Sunday, December 4, 2022

I NEVER DID ANYTHING OUT OF THE BLUE [373]

I previously said “Station to Station” (1975) was my favourite David Bowie album [link], but the album I have the T-shirt for is “Scary Monsters... and Super Creeps” (1980), which closed the “classic” Bowie period of the 1970s, before he reinvented himself as “himself” for “Let’s Dance” in 1983.

“Scary Monsters” begins and ends with two versions of the same song, “It’s No Game”, the first sung as a wail against an oncoming onslaught, the second much calmer, as if having accepted a new status quo. Initially feeling like a set-up for an album with an anti-fascist theme, most clearly in the lyrics to “Fashion”, “It’s No Game” launches you into what becomes almost a definitive Bowie statement on recurrent themes of alienation, madness and misunderstanding, before taking on a new confidence with the next album.

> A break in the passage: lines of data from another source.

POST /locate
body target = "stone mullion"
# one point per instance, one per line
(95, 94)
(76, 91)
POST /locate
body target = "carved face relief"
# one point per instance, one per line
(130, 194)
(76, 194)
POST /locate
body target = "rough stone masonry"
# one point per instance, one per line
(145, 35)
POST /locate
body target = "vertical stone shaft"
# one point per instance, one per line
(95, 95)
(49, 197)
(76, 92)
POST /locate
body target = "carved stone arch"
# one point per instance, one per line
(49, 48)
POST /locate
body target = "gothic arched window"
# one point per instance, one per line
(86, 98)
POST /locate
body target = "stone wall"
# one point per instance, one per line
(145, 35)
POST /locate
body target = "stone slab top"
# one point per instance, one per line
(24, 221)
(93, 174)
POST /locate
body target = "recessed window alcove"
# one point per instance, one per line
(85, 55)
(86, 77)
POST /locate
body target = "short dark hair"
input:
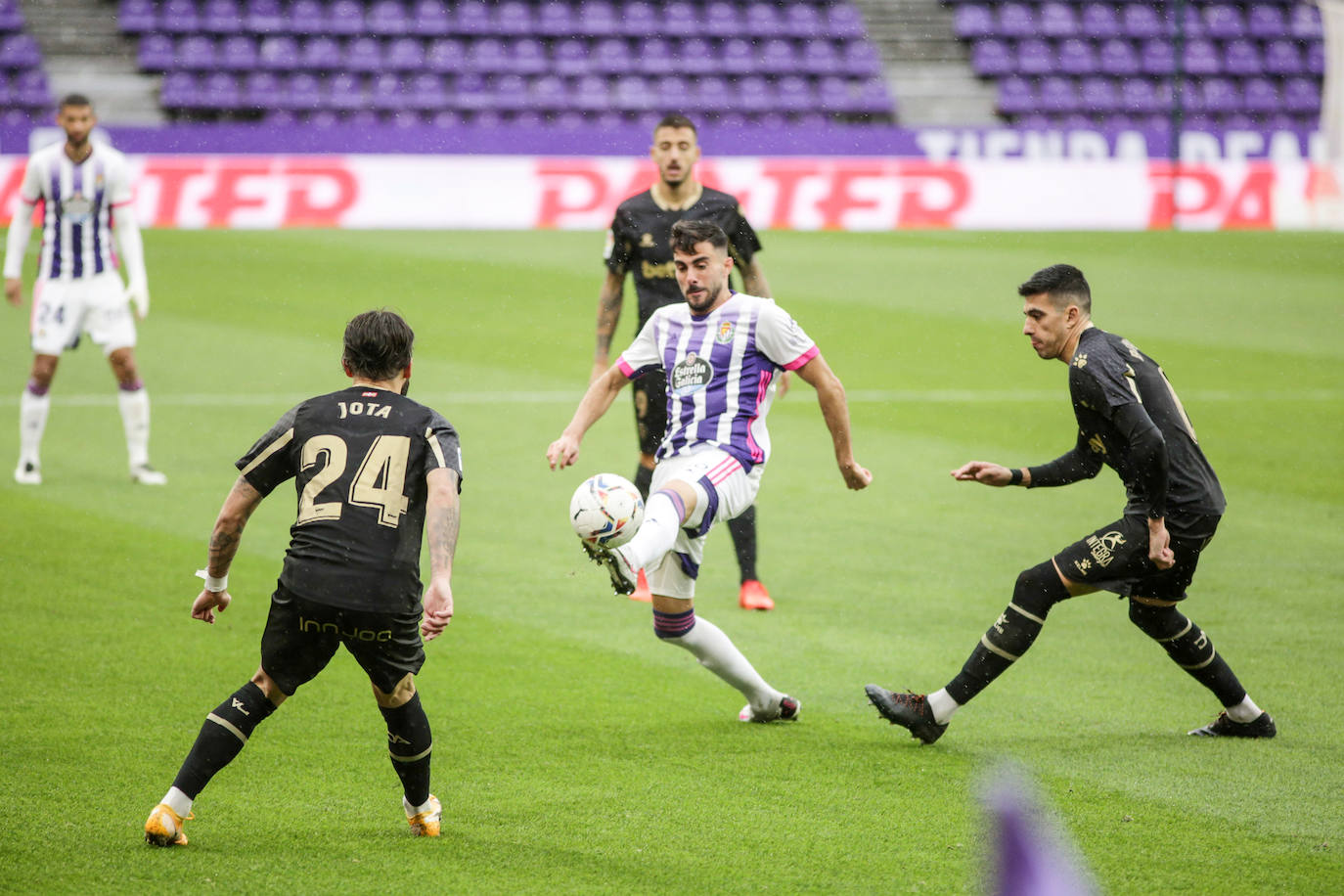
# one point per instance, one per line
(676, 121)
(687, 234)
(1064, 285)
(378, 344)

What I had not expected was for “It’s No Game” to have dated from the start of Bowie’s “classic” era. A new box set, “Divine Symmetry”, was released in November 2022 to act as a complement to 1971’s “Hunky Dory” album, showing the process that led to “Life on Mars”, “Oh You Pretty Things” and “Changes”, while including songs that remained as demos or were only performed live. One of these, “Tired of My Life”, starts as a folk-like song more reminiscent of Bowie’s previous album “The Man Who Sold the World”, but you start recognising the chord progression, and then the middle section: “Pull the curtains on yesterday and it seems so much later / Put a bullet in my brain and I'll make all the papers.” 

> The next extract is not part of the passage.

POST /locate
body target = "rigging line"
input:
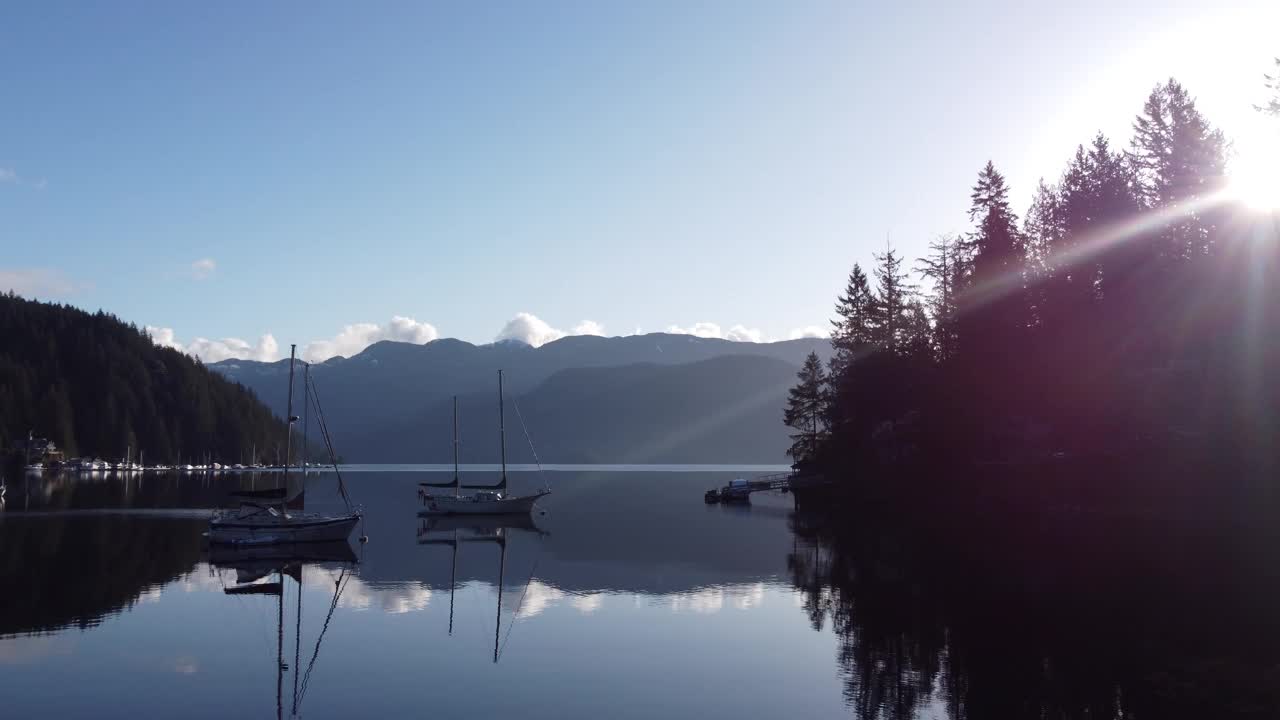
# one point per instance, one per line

The verses around it may have changed, and the remaining lines polished further, but hearing “It’s No Game” in “Tired of My Life” is inescapable, just as listening to “King of the City” will lead you to start singing “Ashes to Ashes” along with it. I shouldn’t have expected something like this to have been done – if you bought the remised reissue of the Beatles album known as “The White Album” that came with an extra CD of demo songs, you will know that John Lennon’s “Child of Nature” had its lyrics rewritten to become “Jealous Guy” – but there is something about hearing David Bowie essentially recycling old material years after writing, and not just when plans don’t work out, such as a musical version of “Nineteen Eighty-Four” being repurposed into 1974’s “Diamond Dogs” album. 

Even if these recordings were known, or even released previously, grouping them together to display an artist’s creative process confirms the adage about how much of it is perspiration over inspiration. Add in “Scream Like a Baby”, reusing the music composed by Bowie for “I Am a Laser”, a 1973 song he wrote for backing group The Astronettes, and Bowie’s covering of Tom Verlaine’s “Kingdom Come”, and half of the ten tracks for “Scary Monsters” existed before the album’s production began, which departed from Bowie’s usual process by having backing tracks recorded before lyrics were written, instead of pre-written demos or Brian Eno-led improvisation.

This exposure to Bowie’s musical processes will continue, but it will come at the expense of the mystique that the works were intended to create. With the selling of the publishing rights to his back catalogue for $250 million to Warner Chappell Music in January 2022, everything will eventually come out. We remain curious, but we cannot put our fingers in our ears, we will eventually know Bowie inside out.